Produtores rurais com dívidas bancárias afetadas por clima ou queda nos preços entre 2019 e 2025 ganharam novas regras de renegociação a partir de julho. A Medida Provisória nº 1.376/2026 e a Resolução CMN nº 5.330/2026 autorizam a reestruturação dos débitos.

Quem pode entrar na renegociação de dívidas rurais afetadas por clima ou queda de preços

A norma vale para operações ligadas a custeio, comercialização e industrialização, além de operações de investimento, conforme o tipo de atraso e as datas informadas nas regras. O objetivo é atender produtores que tiveram perdas por adversidades climáticas ou pela queda nos preços de comercialização.

Ficam fora da medida as dívidas com revendas, tradings e agroindústrias.

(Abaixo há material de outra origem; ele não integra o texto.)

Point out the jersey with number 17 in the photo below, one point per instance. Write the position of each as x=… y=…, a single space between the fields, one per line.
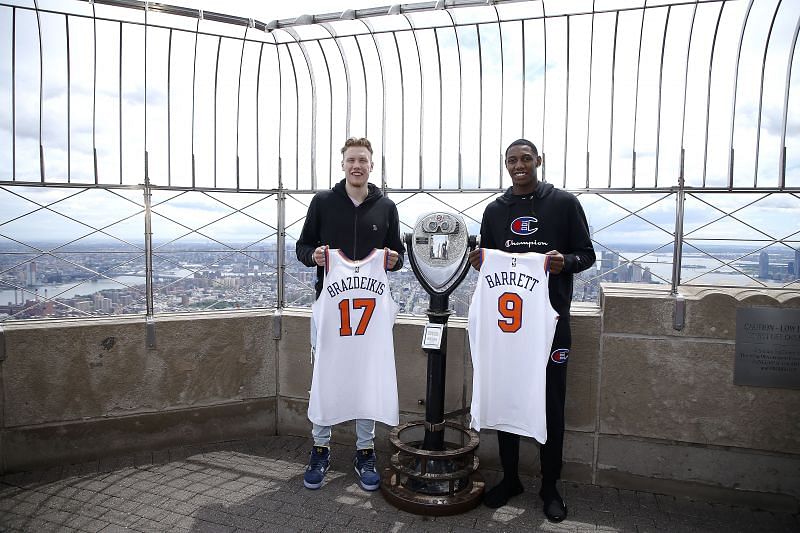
x=354 y=374
x=511 y=328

Também não entram os débitos inscritos na Dívida Ativa da União.

Regras, prazos e carência: condições mudam conforme o nível da perda

Podem ser incluídas operações de custeio, comercialização e industrialização renegociadas ou prorrogadas até 31 de maio de 2026 e que estejam adimplentes. Também entram operações contratadas até 31 de dezembro de 2025 que estejam inadimplentes desde 1º de janeiro de 2024 e permaneçam assim até 31 de maio de 2026.

Para operações de investimento, a regra aponta vencimento entre 1º de janeiro de 2024 e 31 de dezembro de 2026, com contratação até 31 de dezembro de 2025. Nessas situações, a inadimplência deve começar a partir de 1º de janeiro de 2024 e continuar em 31 de maio de 2026.

As condições variam conforme o nível de perda. Em perdas moderadas, com perdas em duas ou mais safras e redução de pelo menos 30% da renda bruta, o prazo pode chegar a oito anos. Em perdas severas, com perdas em três ou mais safras e redução de pelo menos 40% da renda bruta, o prazo pode chegar a dez anos.

Nos dois casos, há dois anos de carência para pagamento do principal e quitação anual dos juros. As taxas de juros equalizadas vão de 5% a 6% ao ano para o Pronaf, de 8% a 9% para o Pronamp e de 11% a 12% para os demais produtores.

Contrato até 12 de novembro de 2026 e banco pode usar recursos obrigatórios para abater outras dívidas

O produtor não precisa apresentar decreto municipal de calamidade pública ou situação de emergência para acessar as condições. Ele precisa comprovar as perdas com laudo técnico feito por profissional habilitado, como engenheiro agrônomo ou técnico agrícola.

O prazo para contratação das operações termina em 12 de novembro de 2026. Em agosto, o Conselho Monetário Nacional aprovou a resolução n° 5.334/2026, que permite usar recursos obrigatórios por bancos e cooperativas de crédito para quitar ou reduzir débitos rurais contratados com outras fontes de financiamento, com exceção das operações vinculadas aos fundos constitucionais.